Clause 13 provided that
"the charterers shall have the option of continuing this charter for a further period of six months, 30 days more or less at charterers' option, declarable at the end of the fourth month."
"it can hardly have been the intention of the parties that the charterers in the circumstances of this case should have the benefit of two tolerance periods in respect of only one delivery."
In the same vein, Lord Denning said:
"Any other view would mean that the charterers could have redelivered the vessel at any time between 10 months and 14 months. That would not make business sense, at any rate, to my mind."
"The point depends on the effect of the words which stated the original period to be "6 months 30 days more or less". Mr. Pickering says that that gave the charterers a time charter for any period from five to seven months at charterers' option. I cannot agree. I think it only gives the charterers six months with a margin of tolerance of 30 days either way. If the "30 days more or less" were not mentioned, the law would imply a reasonable margin of tolerance before or after the six months. The reason being because the time charterer of a ship cannot be sure exactly at what date he can get the ship redelivered. He must have some tolerance before the end of the six months or a few days afterwards. But the parties can expressly stipulate what the margin of tolerance is. That is made clear in the recent case of The Dione [1975] 1 Lloyd's Rep. at 115. They can and do expressly stipulate what that margin is to be. In that case the words were "six months time charter 20 days more or less". It was held that the 20 days was an express agreement as to the exact extent of the tolerance. So here the 30 days is not an extension of the charter. It is simply an express agreement as to the tolerance permitted.

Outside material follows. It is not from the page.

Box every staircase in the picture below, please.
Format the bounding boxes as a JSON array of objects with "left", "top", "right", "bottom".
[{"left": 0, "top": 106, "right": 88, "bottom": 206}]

If that is the right interpretation of the original period, then, when one comes to the option clause, when it speaks of "a further period of a further 6 months", it means a further period following on the first six months - not following on five months or seven months. So at the end of the first six months there is to be a further period of a further six months "30 days more or less". So it means that the time charter lasts for six months plus six months - that is, 12 months in all-30 days more or less. It means that it goes for the full period of 12 months "30 days more or less". In my opinion, therefore, the owners were right in saying that after the 12 months expired there were only 30 days left. These expired by July 28, 1974. The vessel ought to have been redelivered then. She was not redelivered then, and they were entitled to withdraw the vessel, as they did, on Aug. 6, 1974. The Judge so decided and I agree with him. Any other view would mean that the charterers could have redelivered the vessel at any time between 10 months and 14 months. That would not make business sense, at any rate, to my mind.
There is another point I would mention. It seems to me that the phrase "30 days more or less at charterers' option" was not a true option. It did not have to be exercised by express notice or declaration such as Lord Devlin said would be necessary for a true option: see the Reardon Smith case, [1963] 1 Lloyd's Rep. 12; [1963] A.C. 691. The charterer could properly redeliver the vessel within the 30 days more or less so long as he gave the proper notice of redelivery, which would be 30 days in this case. It would not be necessary for him to do anything more by way of exercising an option."